After the Storm (27 page)

Read After the Storm Online

Authors: Margaret Graham

Tags: #Chick-Lit, #Family Saga, #Fiction, #Historical, #Love Stories, #Loyalty, #Romance, #Sagas, #War, #World War II

She ran her finger along the frame. The creosote had stained the grey to dark brown. She could miss him here, in private. She could let the pain come and think of his laugh as he held her on the bike, his hands as he stroked her body on the sand, miss his voice, his eyes.

The glass pane was dirty where dust had collected at the base and her finger came away grey, not greasy-black from the pit dust. She peered through the window out to the wall and above it there was sky, pale blue sky with clouds streaked and still. There was no slag mountain, just clear air. She felt a racing panic, an urge to run, to get free, to be back again in Wassingham.

She moved past the bike, past the window to the door then back again, to the end where there were dry dusty sacks stacked one on top of the other then sat on the floor, her arms clutched round her knees and she rocked herself, her head down, remembering Grace and her dimpled legs and her soft arm which was good to hold. Remembering Don when he had given her Da’s watch, remembering Tom when he fell in the beck and did a wee. Yes, she would remember that and Georgie, looking up into the sky at his precious mating bees which no one could see but which everyone could picture.

She put her mouth to her knee and smelt her skin. She would think of that day when things got bad. She would think of holding Tom and making him believe that sometimes things would work out. She lifted her head to the window, shrugging her hair back out of her eyes. Yes, that’s what she would do and what’s more she’d make bloody sure they worked out and what wasn’t going to was being given everything for free; it made her a prisoner here, it tied her tighter than rope would have done. She leant back against the wall, her hands clasped loosely now and watched a tortoiseshell butterfly at the window, caught in the square beams of light. The dust was tumbling around it, caught too, and she pushed herself suddenly from the floor and quietly cupped the tortoiseshell in her hands, edged open the door with her arm and threw it gently into the air which was bright and hurt her eyes, then walked along the path leading to the greenhouse and opened the door.

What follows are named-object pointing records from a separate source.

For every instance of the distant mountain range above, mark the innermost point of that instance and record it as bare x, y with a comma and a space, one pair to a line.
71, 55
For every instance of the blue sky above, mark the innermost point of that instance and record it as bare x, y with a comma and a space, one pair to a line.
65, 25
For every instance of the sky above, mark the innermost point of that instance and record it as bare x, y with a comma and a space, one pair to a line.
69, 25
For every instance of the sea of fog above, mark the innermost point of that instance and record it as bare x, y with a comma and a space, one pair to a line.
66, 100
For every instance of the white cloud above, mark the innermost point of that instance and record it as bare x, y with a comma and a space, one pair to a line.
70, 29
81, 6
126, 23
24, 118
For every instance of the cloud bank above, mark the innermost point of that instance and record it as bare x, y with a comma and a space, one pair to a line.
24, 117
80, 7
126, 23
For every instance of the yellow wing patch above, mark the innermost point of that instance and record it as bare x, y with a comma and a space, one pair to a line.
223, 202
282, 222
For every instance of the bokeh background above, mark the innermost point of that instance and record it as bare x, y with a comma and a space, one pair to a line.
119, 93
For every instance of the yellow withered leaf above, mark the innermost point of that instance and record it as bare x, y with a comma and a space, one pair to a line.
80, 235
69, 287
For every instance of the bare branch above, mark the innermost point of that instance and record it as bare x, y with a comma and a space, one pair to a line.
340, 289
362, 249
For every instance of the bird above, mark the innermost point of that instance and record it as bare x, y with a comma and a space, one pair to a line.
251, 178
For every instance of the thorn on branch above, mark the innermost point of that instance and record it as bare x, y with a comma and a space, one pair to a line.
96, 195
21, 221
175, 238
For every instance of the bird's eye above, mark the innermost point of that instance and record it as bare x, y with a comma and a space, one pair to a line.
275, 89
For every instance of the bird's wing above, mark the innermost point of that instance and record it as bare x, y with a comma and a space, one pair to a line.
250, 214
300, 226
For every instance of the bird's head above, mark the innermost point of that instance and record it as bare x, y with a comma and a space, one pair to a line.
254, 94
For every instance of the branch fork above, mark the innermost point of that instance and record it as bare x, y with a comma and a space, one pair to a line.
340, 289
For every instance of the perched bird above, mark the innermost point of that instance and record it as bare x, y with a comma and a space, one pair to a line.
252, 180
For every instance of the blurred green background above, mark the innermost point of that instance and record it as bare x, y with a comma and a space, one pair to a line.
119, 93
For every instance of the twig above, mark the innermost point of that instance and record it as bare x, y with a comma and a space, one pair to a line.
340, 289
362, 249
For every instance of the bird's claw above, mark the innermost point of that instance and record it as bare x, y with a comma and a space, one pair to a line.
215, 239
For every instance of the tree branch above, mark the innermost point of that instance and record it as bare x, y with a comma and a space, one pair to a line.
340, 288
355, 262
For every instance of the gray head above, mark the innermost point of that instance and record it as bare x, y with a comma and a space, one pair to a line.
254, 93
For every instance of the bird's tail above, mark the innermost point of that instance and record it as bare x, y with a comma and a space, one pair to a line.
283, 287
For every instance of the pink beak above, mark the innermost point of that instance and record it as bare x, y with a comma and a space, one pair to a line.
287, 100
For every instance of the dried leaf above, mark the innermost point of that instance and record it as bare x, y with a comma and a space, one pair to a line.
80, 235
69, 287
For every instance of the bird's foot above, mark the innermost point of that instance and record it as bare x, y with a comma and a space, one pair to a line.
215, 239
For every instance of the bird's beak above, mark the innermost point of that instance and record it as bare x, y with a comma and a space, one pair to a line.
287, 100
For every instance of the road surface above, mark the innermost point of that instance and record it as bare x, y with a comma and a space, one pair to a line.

The humid heat made her flinch, it seemed to spray out at her as she moved amongst the tall staked tomato plants and felt the weight of the red fruit in her hands as she crouched and sucked in the fresh smell. They were so glossy red, with dew caught on the leaves. Condensation streamed down the inside of the glass although it had been whitewashed against the heat.

‘Lovely, aren’t they,’ said Val behind her.

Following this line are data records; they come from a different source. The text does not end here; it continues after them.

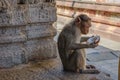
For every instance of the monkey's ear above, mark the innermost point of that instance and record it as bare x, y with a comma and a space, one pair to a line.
78, 20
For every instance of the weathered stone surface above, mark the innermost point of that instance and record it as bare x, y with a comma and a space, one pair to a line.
26, 31
40, 30
11, 54
41, 49
46, 70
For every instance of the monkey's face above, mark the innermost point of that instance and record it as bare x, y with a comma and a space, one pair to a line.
84, 27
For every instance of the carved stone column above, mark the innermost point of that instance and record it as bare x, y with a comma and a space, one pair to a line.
26, 31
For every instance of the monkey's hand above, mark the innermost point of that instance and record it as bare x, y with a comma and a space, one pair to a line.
92, 45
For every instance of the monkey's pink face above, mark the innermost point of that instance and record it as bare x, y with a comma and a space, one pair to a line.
85, 27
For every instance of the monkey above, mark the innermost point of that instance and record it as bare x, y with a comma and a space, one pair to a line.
70, 46
21, 1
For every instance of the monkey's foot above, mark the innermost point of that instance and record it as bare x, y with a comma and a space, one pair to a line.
94, 71
90, 67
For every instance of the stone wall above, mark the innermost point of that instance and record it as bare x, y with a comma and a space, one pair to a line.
26, 31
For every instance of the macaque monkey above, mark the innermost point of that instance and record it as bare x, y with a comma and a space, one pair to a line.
21, 1
71, 48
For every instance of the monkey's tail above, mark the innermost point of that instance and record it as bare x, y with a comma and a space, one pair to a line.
94, 71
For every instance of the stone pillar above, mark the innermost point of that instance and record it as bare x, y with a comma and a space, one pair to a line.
26, 31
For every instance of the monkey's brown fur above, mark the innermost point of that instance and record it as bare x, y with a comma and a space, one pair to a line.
71, 50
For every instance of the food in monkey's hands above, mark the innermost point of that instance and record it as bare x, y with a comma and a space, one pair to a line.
93, 40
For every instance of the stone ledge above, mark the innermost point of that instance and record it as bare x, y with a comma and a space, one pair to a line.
114, 9
104, 19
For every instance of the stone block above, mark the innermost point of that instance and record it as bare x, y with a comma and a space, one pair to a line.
40, 30
12, 34
26, 31
41, 49
11, 54
42, 13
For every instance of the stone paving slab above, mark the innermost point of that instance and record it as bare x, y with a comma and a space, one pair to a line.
45, 70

Annie spun round and up, knocking a tomato off and watching as it fell and split and the pips oozed out on to the dark rich peat.

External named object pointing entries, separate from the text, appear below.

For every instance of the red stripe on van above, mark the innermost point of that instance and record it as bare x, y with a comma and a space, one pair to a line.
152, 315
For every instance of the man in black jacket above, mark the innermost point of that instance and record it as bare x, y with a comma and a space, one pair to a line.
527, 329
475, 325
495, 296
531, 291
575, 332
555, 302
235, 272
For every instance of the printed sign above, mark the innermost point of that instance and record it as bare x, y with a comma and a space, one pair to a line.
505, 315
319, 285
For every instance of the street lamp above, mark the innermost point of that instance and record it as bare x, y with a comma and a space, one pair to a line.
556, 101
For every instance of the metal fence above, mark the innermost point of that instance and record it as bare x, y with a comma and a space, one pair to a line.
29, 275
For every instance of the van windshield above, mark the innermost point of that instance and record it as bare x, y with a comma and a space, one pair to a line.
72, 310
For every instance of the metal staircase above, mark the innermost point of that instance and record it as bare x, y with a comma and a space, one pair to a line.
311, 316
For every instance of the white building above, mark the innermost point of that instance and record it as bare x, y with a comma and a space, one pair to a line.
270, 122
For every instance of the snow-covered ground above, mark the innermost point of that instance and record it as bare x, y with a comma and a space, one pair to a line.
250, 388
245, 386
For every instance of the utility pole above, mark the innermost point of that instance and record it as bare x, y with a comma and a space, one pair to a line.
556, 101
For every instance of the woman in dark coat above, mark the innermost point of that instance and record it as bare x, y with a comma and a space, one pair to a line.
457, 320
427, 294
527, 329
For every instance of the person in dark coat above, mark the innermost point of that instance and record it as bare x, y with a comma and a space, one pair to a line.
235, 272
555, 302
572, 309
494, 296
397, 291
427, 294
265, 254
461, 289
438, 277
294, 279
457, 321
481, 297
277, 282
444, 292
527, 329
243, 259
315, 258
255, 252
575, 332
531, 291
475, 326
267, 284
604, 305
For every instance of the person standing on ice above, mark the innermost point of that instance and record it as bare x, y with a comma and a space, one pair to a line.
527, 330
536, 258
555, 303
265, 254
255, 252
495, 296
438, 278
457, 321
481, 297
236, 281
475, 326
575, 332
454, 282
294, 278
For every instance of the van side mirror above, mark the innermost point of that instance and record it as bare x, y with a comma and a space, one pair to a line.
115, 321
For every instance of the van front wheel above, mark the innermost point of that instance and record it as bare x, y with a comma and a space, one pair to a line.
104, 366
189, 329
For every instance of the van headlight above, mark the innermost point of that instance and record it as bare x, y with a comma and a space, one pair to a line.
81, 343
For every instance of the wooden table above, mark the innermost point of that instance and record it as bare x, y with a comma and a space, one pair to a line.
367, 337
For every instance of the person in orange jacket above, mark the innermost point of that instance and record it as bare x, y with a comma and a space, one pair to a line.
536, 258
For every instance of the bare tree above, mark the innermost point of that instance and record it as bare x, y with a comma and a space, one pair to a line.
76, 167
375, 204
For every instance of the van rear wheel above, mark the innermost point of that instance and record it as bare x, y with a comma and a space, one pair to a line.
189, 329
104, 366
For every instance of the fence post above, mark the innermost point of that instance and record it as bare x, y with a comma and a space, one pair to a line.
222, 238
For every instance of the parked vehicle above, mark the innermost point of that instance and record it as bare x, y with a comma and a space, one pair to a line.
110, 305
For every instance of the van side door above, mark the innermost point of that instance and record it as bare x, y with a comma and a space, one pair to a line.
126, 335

‘I didn’t mean to,’ she said, backing off.

Val smiled. ‘It doesn’t matter, my dear, they’re so ripe they are ready to drop on their own. Pick me some, there’s a love and I’ll get on with the lettuce. Bring me the basket when you’ve done, dear.’

The basket was large and Annie did not know how many to pick; whether to pick them with the green bits or not. So she did four with, four without.

Val was over by the vegetable patch. One row of lettuce had gone to seed and she was bent over feeling the hearts of the rest.

Annie waited beside her while she pulled up one, then another. Rich dark soil clung to the roots, even when Val shook them. Even have better soil than we do, Annie thought. It’s not bloody fair and she remembered the dry thin soil of Wassingham that baked as soon as the sun shone.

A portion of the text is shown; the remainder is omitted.